How are those free ebooks doing?

Well, this has been quite an experiment. It’s been years since I’ve done anything with self-publishing, so my adventure creating and distributing ebook versions of a couple short stories has been most illuminating. And because I have an unhealthy fixation on numbers, I thought I’d share some details with you.

Thus far, the ebooks have been downloaded more than 1400 times across all the available sites, which is far better than I’d hoped for. Several folks have reached out to tell me they enjoyed them, which is immensely gratifying.

Unsurprisingly, the top place for people to download the books was Amazon with about 43% share; that’s one big reason I went to so much work creating ebooks—frustrating as dealing with Amazon can be sometimes, the sheer ease of downloading a book onto your Kindle is hard to beat. In second place was Apple, at 27%—disproportionately large, I suspect, because many of my readers probably follow my work in the Apple sphere—but, close behind that was this very website at 26% (though my stats there are bifurcated because I definitely did not plan ahead to track the downloads, so had to patch together some stats retroactively, whoops!). I’m glad about that, because I know sideloading files onto the Kindle takes some extra steps; fortunately, doing so on an iOS device has gotten much easier now, thanks to Safari’s download support.

Distantly below, we have our three bottom place finishers: Barnes & Noble with 3% (though its sales reports are apparently delayed by a few days), Kobo with 1%, and…uh Google Play with absolutely zero. Maybe that’s because I had to wait to add the link, since my account was still being approved on Monday, or because—weirdly for Google—its analytics tools are terrible, or maybe nobody in my audience gets their ebooks on Google. Probably that.
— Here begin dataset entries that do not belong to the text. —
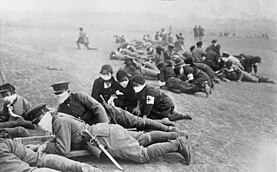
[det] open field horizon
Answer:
[0,9,277,172]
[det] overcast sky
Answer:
[0,0,277,20]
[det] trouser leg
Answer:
[181,85,203,94]
[5,127,30,138]
[32,168,59,172]
[147,137,191,165]
[137,117,169,131]
[168,110,185,121]
[0,119,34,129]
[76,41,81,49]
[109,107,169,131]
[37,154,101,172]
[258,76,275,84]
[147,140,179,160]
[242,71,259,82]
[137,131,181,147]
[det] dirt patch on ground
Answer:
[0,15,277,172]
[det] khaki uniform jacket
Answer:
[45,115,149,163]
[0,95,32,122]
[140,85,174,116]
[58,93,109,124]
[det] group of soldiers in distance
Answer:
[193,25,205,40]
[0,25,274,172]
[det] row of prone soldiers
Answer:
[0,68,191,171]
[111,39,274,88]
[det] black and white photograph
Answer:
[0,0,277,172]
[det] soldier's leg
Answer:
[32,168,59,172]
[0,119,34,129]
[134,131,188,147]
[257,76,275,84]
[106,106,173,131]
[179,83,204,94]
[5,127,30,138]
[38,154,101,172]
[76,41,81,49]
[84,43,92,50]
[168,108,192,121]
[147,137,191,165]
[242,71,259,82]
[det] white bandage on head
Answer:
[187,73,194,81]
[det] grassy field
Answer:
[0,12,277,172]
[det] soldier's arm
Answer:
[22,98,32,118]
[45,118,71,155]
[91,79,101,102]
[0,103,10,122]
[142,89,156,116]
[0,139,38,171]
[77,93,109,123]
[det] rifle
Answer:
[7,104,21,118]
[81,129,123,171]
[100,95,117,124]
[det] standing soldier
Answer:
[76,27,92,50]
[198,26,205,40]
[0,83,34,137]
[193,25,199,40]
[25,105,191,165]
[130,75,191,121]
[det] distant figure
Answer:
[160,28,167,46]
[76,27,92,50]
[193,25,199,40]
[168,33,173,44]
[155,31,161,41]
[198,26,205,40]
[114,35,126,45]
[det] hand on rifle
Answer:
[132,106,141,116]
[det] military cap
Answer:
[116,69,128,82]
[132,75,145,85]
[51,82,69,92]
[175,57,184,67]
[124,56,134,64]
[212,39,217,44]
[26,104,49,123]
[100,64,113,74]
[196,41,203,47]
[0,83,15,93]
[168,43,175,48]
[225,60,233,68]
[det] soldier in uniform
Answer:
[192,41,207,63]
[158,61,207,94]
[51,82,109,124]
[91,64,119,103]
[174,58,210,97]
[222,61,275,84]
[25,105,190,165]
[0,83,34,137]
[130,75,191,121]
[52,82,178,131]
[0,137,101,172]
[76,27,92,50]
[193,25,199,40]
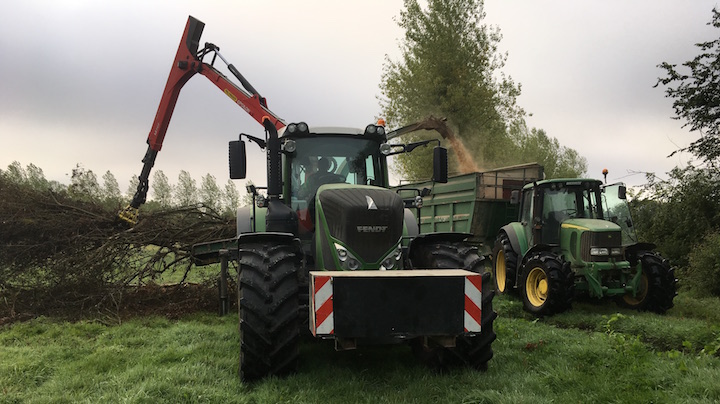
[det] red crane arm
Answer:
[148,16,285,151]
[119,16,285,224]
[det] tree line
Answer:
[0,161,248,215]
[380,0,587,180]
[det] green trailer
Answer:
[395,163,544,256]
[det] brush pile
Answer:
[0,176,235,323]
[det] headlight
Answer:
[590,247,609,256]
[380,242,402,271]
[335,243,360,271]
[283,139,297,153]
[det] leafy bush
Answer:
[632,165,720,268]
[684,232,720,296]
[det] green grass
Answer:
[0,296,720,403]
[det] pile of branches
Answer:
[0,176,235,323]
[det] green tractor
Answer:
[493,179,677,316]
[126,16,497,380]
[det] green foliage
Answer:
[150,170,173,208]
[222,179,240,216]
[175,170,198,206]
[101,170,122,205]
[68,164,102,201]
[510,124,587,178]
[683,232,720,296]
[199,174,222,212]
[381,0,524,175]
[381,0,587,180]
[0,304,720,403]
[655,8,720,164]
[632,165,720,268]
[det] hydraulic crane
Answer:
[118,16,285,225]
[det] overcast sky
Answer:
[0,0,717,195]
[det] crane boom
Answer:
[118,16,285,225]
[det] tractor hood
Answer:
[562,219,620,232]
[315,184,404,269]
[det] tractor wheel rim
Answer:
[495,251,507,293]
[525,267,548,307]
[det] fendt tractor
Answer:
[120,17,497,380]
[493,176,677,316]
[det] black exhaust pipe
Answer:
[263,119,298,234]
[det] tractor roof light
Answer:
[590,247,610,256]
[285,122,309,135]
[282,139,297,154]
[365,124,385,136]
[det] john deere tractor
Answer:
[493,179,677,316]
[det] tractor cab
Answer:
[520,179,603,245]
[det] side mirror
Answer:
[618,185,627,199]
[510,189,520,205]
[229,140,247,180]
[433,146,447,184]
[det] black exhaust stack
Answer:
[263,119,298,234]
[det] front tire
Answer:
[619,252,677,314]
[411,242,497,370]
[493,231,517,294]
[520,251,574,316]
[238,243,301,381]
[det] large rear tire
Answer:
[519,251,575,316]
[493,231,517,294]
[411,242,497,370]
[618,251,677,314]
[238,243,301,381]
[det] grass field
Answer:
[0,295,720,403]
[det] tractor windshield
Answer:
[290,135,385,201]
[602,184,637,245]
[542,182,602,243]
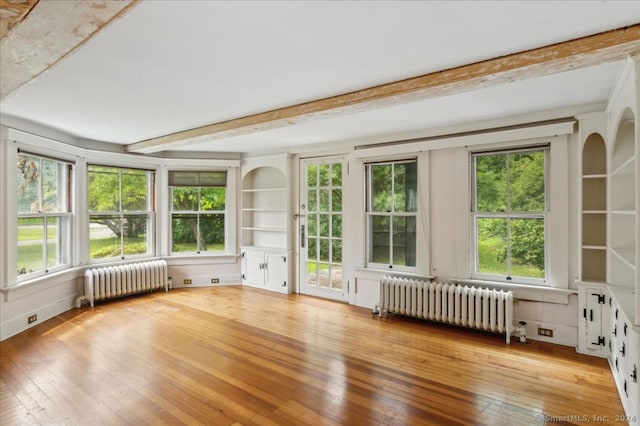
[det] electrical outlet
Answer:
[538,327,553,337]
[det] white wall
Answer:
[0,130,240,340]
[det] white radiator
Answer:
[84,260,169,306]
[379,276,513,343]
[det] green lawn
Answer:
[478,239,544,278]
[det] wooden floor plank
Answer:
[0,286,622,425]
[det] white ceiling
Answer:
[0,0,640,153]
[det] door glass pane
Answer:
[307,164,318,188]
[318,164,330,186]
[318,238,329,263]
[331,188,342,212]
[320,189,330,212]
[331,163,342,186]
[331,239,342,264]
[307,214,318,238]
[307,189,318,213]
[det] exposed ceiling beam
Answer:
[0,0,138,100]
[0,0,38,40]
[125,24,640,153]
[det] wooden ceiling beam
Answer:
[126,24,640,153]
[0,0,138,100]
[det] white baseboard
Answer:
[171,274,242,288]
[0,293,80,340]
[511,318,578,347]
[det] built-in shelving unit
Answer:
[240,156,292,293]
[582,133,607,282]
[242,167,287,249]
[609,110,638,289]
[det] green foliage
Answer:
[475,151,546,278]
[172,187,226,252]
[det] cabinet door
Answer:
[242,250,265,287]
[582,288,609,351]
[264,252,288,292]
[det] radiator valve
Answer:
[518,321,527,343]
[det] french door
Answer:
[298,158,348,301]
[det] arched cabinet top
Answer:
[582,133,607,175]
[242,166,287,190]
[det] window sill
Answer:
[164,252,240,266]
[451,278,578,305]
[0,266,86,302]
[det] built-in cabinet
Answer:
[240,156,292,293]
[577,61,640,424]
[581,133,607,282]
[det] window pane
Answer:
[47,217,69,268]
[393,217,416,266]
[122,170,148,212]
[509,219,545,278]
[122,215,149,256]
[42,159,67,213]
[475,154,508,212]
[370,164,392,212]
[87,165,119,212]
[393,162,418,212]
[331,163,342,186]
[18,217,45,275]
[509,151,545,212]
[476,218,508,276]
[171,187,200,212]
[318,164,329,186]
[369,216,391,264]
[200,187,226,211]
[171,215,198,252]
[17,155,41,213]
[200,214,224,251]
[89,215,122,259]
Also interesting for me, and way more inexplicable: “Pilot Error” was downloaded significantly more than “Showdown” from almost every single site.1 I don’t know why. Maybe because it was listed first? Did people read “Pilot Error”, not care for it, and then skip the second one? Could be. Very interesting. Maybe one of you mysterious readers will let me know!

I also want to thank whoever added them to the Galactic Cold War series page on Goodreads 2, and all the people who’ve rated them. Warms the old cockles of the heart.
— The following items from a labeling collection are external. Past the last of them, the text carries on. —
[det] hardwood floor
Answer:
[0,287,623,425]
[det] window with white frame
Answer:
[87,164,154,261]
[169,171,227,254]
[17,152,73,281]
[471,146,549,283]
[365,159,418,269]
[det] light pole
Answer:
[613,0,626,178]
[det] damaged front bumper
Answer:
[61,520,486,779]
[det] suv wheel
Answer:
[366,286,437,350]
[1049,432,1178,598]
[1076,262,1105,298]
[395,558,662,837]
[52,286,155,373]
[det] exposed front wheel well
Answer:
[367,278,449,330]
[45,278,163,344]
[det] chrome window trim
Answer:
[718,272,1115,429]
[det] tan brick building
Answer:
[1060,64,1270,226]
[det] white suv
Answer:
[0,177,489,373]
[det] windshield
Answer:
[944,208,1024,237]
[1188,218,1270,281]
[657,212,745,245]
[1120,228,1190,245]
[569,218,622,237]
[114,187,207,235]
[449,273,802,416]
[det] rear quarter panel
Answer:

All in all, I’d say this experiment was a success! So who knows, maybe I’ll put out some more titles at some point. Right now, though, I’m buckling down for the launch of The Aleph Extraction. Hoping to do some guest posts, podcast interviews, and more, so if you’ve got a suggestion or an opportunity for me, please don’t hesitate to reach out via the site or on Twitter.

Most importantly: Stay home and read a book.


  1. The exception? Kobo, where it looks like every reader downloaded both. Kobo readers: there aren’t a lot of them, but they are serious, friends.